L’ancien « téraïour » expliqua aux officiers qu’il n’était point déserteur, comme l’avait cru M. d’Anthonay. Son temps de service en Algérie terminé, l’Arabe, qui avait le goût des aventures, s’était fait envoyer aux tirailleurs sénégalais. Il y avait fait un stage d’engagement de deux années ; puis, ayant appris à connaître le pays, Barka avait « travaillé à son compte » : c’est-à-dire que, levant une bande de chenapans nègres, il avait pratiqué comme pratiquaient, hélas ! à cette époque tous les chefs de tribus, et procédé à la guerre de pillage sans s’inquiéter le moins du monde de ce qui pouvait être juste ou injuste, car la morale européenne et Barka ne se fréquentaient pas.

Ne lui en sachons pas trop mauvais gré ! Ce n’était pas tout à fait sa faute !

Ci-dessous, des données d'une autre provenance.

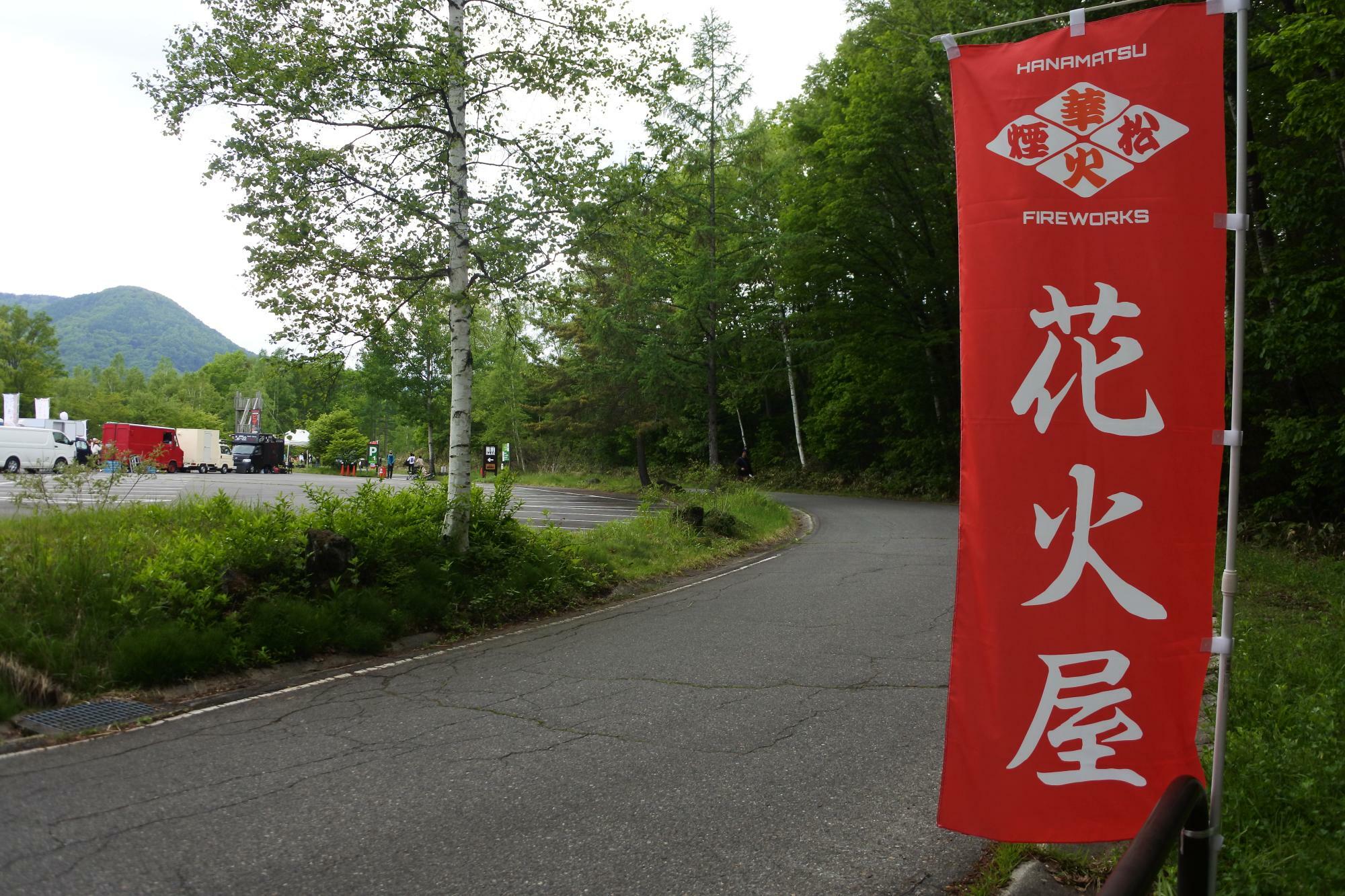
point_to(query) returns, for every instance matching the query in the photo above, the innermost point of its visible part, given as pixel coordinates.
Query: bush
(289, 628)
(170, 651)
(149, 595)
(722, 522)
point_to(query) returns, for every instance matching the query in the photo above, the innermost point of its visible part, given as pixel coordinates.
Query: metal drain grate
(98, 713)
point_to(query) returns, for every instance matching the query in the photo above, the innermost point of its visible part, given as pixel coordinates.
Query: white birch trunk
(794, 395)
(458, 517)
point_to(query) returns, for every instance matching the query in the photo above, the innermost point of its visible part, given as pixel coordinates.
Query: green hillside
(142, 325)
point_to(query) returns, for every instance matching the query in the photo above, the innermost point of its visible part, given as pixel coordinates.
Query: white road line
(404, 661)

Bref ! mons Barka avait fini par s’adjuger de force la suprématie dans le district de Kineira. Pour s’assurer une tranquillité relative, il s’était mis en rapport avec l’Almany Samory, lui payait une redevance et l’aidait de temps à autres dans ses razzias d’esclaves. Il n’était point, à proprement parler, un des « sofas » de Samory, mais simplement un allié intermittent qui, au fond, détestait son grand chef et ne le servait que par crainte.

Dans de telles conditions, on peut se demander quel motif mystérieux et puissant l’avait invité à prendre en mains les intérêts du pauvre M. Ramblot, réellement enlevé par une bande du terrible Almanv.